Il Covid viaggia col trasporto: ecco il delitto perfetto

Covid trasporto

Delitto perfetto: il Covid sui mezzi di trasporto.

Provate a immaginare che cosa succederebbe di fronte ad una percentuale tamponi/positivi pari al 25 per cento.

Covid libero di infettare sui mezzi di trasporto

Altro che misure restrittive, ci chiuderebbero per mesi e mesi dentro casa. E adesso scopriamo che sui mezzi di trasporto – se si vuole contrastare il Covid – non si è fatto assolutamente nulla.

Perche quello del 25 per cento è l’incredibile risultato dei tamponi effettuati sugli autobus: 48 prelevati, undici positivi. Chiunque ha toccato quelle maniglie, quei sedili o quant’altro si è beccato il virus.

Eppure, per mesi si è indicato proprio lì il veicolo di trasmissione del Covid. Ma il governo non ci sentiva. La ricordate la De Micheli, ex ministra delle infrastrutture? Strillava come un’ossessa appena si mettevano in discussione i “suoi” trasporti. Quando era proprio lì che bisogna intervenire e si è omesso di farlo per demagogia e per cassa.

Si sono allargate in modo sconsiderato le capienze dei bus. E ora si scopre, da una meritoria indagine dei NAS, che ci siamo fatti male da soli.

Interrogazione della Lega alla Pisana

“A seguito delle analisi di laboratorio sono state rilevate 11 positività di campioni risultati prelevati da un autobus urbano, da 4 autobus di linee extraurbane della Capitale e da 6 vagoni della linea ferroviaria extraurbana Roma Lido. I tamponi risultati positivi alla presenza del Covid-19 erano stati prelevati da punti ritenuti sensibili, quali maniglie di apertura delle vetture, pulsanti di chiamata della fermata, barre di sostegno dei passeggeri e poggiatesta dei sedili”. Le virgolette sono proprio dei NAS e dovrebbe vergognarsi chi ha sottovalutato l’allarme.

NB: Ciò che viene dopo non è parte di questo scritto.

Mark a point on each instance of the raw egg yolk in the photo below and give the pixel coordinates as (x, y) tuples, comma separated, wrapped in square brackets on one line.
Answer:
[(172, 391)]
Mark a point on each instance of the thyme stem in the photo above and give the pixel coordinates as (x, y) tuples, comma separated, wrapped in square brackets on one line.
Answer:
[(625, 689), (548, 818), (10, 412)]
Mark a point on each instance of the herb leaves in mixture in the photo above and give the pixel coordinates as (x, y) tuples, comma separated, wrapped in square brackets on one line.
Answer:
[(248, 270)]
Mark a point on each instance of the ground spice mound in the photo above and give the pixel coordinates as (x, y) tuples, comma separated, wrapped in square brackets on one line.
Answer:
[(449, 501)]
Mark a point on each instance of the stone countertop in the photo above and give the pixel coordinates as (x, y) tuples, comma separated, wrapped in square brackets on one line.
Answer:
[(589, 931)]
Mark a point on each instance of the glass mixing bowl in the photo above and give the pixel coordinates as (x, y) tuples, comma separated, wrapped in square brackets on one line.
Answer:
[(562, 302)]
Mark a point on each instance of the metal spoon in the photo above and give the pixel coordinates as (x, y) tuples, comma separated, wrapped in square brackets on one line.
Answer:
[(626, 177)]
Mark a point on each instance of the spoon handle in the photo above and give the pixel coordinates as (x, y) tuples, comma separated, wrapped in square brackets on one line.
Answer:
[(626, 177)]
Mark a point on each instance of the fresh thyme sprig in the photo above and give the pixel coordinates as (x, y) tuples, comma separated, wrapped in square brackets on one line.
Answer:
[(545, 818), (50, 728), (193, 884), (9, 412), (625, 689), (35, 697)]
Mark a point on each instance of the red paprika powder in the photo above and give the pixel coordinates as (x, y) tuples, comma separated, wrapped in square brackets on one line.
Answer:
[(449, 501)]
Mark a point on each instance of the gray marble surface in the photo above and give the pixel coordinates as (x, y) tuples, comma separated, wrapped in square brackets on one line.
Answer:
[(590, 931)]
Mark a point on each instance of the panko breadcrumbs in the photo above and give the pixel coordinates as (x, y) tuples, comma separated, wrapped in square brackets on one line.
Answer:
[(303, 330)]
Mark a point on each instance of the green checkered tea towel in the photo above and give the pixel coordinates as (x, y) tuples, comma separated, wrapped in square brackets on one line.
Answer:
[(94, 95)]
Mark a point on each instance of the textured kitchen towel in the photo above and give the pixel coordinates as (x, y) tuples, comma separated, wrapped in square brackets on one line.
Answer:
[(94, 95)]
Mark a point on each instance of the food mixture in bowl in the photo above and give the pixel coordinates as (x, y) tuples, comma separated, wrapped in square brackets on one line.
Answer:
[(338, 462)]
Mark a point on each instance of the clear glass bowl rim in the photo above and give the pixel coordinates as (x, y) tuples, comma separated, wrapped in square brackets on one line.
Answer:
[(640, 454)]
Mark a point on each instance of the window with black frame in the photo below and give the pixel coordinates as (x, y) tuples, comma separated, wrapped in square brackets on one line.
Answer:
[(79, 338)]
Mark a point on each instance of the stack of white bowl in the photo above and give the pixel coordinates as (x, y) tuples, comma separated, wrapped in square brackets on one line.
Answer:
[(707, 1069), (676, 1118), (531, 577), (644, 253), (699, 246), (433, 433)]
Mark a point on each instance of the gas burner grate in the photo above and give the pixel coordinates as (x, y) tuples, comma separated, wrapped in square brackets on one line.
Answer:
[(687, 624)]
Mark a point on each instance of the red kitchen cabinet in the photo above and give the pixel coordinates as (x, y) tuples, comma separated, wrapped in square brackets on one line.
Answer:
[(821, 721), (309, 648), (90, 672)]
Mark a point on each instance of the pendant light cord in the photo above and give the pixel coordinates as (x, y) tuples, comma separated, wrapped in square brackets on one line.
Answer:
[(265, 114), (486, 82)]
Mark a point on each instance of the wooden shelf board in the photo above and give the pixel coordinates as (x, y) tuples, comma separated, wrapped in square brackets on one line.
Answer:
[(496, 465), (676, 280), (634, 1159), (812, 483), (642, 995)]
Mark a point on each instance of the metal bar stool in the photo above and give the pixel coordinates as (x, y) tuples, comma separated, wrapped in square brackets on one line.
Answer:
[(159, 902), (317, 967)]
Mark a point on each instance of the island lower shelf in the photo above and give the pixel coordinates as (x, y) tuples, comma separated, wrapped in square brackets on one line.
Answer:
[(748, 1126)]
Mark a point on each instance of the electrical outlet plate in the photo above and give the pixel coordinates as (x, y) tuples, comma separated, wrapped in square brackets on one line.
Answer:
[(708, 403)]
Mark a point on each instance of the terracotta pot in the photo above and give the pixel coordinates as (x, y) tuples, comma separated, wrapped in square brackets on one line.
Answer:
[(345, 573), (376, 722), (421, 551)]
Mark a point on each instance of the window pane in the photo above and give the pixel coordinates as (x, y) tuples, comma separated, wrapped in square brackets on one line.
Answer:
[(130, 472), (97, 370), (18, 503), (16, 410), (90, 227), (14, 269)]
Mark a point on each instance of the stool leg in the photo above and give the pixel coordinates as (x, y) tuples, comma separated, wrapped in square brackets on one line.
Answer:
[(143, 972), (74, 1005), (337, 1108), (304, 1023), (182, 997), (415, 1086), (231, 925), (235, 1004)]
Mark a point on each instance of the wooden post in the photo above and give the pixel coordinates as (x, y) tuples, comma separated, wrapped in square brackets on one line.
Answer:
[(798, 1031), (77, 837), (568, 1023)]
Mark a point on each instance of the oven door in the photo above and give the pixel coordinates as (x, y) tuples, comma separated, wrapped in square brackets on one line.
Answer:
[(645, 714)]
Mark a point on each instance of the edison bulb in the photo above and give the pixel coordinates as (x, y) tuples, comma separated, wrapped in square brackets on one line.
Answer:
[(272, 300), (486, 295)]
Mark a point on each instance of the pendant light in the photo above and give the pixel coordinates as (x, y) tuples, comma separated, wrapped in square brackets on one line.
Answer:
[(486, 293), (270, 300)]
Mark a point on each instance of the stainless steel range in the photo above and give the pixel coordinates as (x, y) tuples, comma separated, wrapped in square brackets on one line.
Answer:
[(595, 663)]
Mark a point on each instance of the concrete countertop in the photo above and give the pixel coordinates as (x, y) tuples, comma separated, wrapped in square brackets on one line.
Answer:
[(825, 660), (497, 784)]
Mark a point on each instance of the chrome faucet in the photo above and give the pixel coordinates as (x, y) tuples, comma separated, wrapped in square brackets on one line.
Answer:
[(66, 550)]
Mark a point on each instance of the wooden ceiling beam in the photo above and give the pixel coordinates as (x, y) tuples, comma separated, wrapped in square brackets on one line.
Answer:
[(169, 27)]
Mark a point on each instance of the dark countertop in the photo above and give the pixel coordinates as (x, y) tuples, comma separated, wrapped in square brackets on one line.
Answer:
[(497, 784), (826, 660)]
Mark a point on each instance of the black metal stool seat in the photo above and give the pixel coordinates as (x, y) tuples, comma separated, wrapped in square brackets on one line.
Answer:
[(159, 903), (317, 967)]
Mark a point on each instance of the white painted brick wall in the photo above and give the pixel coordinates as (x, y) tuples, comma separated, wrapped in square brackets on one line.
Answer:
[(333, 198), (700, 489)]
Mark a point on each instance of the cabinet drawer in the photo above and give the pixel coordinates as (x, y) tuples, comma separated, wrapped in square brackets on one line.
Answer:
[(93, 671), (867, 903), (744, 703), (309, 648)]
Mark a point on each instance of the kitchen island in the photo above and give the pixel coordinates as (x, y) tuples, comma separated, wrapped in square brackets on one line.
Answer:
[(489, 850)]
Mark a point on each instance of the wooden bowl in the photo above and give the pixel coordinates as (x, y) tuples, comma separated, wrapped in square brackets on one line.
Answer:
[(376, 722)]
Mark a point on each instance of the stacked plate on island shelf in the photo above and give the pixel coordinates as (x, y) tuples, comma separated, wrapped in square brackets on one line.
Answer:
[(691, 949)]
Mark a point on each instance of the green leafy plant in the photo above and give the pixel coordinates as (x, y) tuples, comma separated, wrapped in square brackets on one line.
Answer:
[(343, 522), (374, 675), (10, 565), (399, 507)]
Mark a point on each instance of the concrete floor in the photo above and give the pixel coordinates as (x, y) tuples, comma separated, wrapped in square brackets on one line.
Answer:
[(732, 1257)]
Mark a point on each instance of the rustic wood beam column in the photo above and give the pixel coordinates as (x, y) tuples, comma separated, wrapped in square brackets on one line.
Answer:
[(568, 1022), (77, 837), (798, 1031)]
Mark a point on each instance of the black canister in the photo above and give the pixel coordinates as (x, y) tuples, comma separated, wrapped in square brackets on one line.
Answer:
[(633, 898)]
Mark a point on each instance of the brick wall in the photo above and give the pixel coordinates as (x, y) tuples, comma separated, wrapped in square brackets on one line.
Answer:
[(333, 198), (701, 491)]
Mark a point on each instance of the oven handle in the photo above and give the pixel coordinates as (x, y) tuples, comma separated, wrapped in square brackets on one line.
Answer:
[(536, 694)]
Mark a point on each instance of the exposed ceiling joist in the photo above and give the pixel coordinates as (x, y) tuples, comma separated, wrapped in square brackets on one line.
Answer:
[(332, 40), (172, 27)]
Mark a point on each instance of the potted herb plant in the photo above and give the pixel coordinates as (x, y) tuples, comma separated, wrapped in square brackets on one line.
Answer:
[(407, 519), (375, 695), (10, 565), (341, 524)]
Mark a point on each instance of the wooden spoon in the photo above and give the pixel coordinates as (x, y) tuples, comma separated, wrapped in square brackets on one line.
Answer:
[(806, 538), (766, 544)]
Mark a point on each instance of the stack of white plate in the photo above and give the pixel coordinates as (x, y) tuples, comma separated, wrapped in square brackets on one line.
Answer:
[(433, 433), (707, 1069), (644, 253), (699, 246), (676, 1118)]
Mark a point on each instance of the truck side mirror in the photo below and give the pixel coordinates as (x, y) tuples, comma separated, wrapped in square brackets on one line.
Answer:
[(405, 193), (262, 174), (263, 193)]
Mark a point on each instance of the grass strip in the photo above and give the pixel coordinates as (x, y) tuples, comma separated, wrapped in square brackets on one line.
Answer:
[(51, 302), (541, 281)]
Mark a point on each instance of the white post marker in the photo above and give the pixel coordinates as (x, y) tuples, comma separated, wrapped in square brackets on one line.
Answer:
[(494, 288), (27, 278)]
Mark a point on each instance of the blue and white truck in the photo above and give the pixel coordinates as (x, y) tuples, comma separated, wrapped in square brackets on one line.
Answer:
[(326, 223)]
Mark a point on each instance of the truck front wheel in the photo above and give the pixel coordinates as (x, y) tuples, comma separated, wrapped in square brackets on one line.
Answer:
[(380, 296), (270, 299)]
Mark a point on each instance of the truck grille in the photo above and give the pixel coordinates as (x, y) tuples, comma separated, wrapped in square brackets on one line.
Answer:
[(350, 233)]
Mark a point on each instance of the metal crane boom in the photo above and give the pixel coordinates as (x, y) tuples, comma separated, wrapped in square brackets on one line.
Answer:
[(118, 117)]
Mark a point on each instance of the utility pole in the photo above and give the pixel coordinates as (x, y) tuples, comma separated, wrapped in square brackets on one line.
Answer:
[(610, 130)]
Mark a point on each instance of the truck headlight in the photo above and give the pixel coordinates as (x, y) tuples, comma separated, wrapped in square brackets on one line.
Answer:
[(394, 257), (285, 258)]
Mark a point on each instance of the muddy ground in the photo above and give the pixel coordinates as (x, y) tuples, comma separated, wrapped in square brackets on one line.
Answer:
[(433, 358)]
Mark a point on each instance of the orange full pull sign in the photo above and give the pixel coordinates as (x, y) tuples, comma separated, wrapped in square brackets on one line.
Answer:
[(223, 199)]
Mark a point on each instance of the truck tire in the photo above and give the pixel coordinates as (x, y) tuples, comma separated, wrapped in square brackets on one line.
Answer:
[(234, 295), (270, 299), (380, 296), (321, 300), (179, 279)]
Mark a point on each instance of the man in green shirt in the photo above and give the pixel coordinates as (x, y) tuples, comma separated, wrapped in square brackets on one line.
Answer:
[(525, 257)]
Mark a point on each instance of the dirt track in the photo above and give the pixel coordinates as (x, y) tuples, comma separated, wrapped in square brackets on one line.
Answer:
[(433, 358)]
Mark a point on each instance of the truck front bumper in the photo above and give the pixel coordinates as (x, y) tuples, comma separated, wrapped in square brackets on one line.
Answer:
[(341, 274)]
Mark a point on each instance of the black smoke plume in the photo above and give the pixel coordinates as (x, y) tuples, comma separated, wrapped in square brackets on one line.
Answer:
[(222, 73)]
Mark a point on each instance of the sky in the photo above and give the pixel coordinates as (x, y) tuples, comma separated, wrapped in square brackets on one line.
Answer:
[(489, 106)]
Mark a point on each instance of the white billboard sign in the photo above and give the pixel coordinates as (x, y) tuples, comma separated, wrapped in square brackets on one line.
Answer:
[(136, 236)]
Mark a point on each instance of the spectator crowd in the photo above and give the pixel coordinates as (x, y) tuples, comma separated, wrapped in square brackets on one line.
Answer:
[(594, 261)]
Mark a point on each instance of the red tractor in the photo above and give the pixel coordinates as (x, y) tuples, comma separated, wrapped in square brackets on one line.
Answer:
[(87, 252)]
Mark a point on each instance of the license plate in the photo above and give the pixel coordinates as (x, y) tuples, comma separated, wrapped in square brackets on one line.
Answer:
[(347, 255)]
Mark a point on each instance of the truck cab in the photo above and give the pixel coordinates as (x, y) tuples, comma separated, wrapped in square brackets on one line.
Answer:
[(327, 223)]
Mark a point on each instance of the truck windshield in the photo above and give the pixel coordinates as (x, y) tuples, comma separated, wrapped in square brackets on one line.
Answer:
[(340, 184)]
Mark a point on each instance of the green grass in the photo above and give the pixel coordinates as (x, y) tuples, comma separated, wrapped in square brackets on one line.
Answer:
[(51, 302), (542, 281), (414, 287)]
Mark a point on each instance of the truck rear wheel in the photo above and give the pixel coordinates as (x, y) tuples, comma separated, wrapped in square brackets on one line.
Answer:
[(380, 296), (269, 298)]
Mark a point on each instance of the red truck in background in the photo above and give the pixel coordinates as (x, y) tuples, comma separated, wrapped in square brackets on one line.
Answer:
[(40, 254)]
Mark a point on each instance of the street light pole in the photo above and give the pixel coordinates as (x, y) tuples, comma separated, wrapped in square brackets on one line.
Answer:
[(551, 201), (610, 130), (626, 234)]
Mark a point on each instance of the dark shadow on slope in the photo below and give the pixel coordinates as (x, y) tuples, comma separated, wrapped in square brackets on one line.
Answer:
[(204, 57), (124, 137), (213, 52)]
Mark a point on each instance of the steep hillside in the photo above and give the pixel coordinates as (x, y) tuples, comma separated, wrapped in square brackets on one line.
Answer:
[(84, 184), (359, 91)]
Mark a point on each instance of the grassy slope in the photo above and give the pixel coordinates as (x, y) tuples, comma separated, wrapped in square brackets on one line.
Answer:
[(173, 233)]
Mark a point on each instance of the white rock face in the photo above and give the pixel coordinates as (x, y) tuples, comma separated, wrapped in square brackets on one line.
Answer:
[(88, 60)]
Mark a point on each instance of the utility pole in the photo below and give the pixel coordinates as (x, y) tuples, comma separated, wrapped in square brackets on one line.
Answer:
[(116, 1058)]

Ora ci si muove almeno in regione, dove la consigliera della Lega Laura Corrotti ha depositato una interrogazione alla Pisana, puntando proprio sull’obiettivo reale, l’assenza di controlli a tutela della salute dei pendolari.

“Il contenimento epidemico sui mezzi pubblici romani è un fallimento – ha detto la Corrotti – e mette in allarme i numerosi utenti che quotidianamente sono obbligati ad usufruire del servizio. Maniglie di apertura delle vetture, pulsanti di chiamata del fermata, barre di sostegno dei passeggeri e poggiatesta si sono rivelati, a seguito di tamponi, dei veri e proprio conduttori positivi di Covid-19.

Una situazione inaccettabile di mancanza di igiene che mette in pericolo tutti coloro costretti a prendere quotidianamente i mezzi di trasporto pubblico, in cui spesso sono assenti o non correttamente funzionanti gli erogatori di gel disinfettante. Per questo, ho presentato una interrogazione regionale per chiedere un immediato controllo anche su tutti i mezzi regionali. Non possiamo permetterci ulteriori errori che possono rivelarsi letali per il nostro territorio e per chi ci vive”.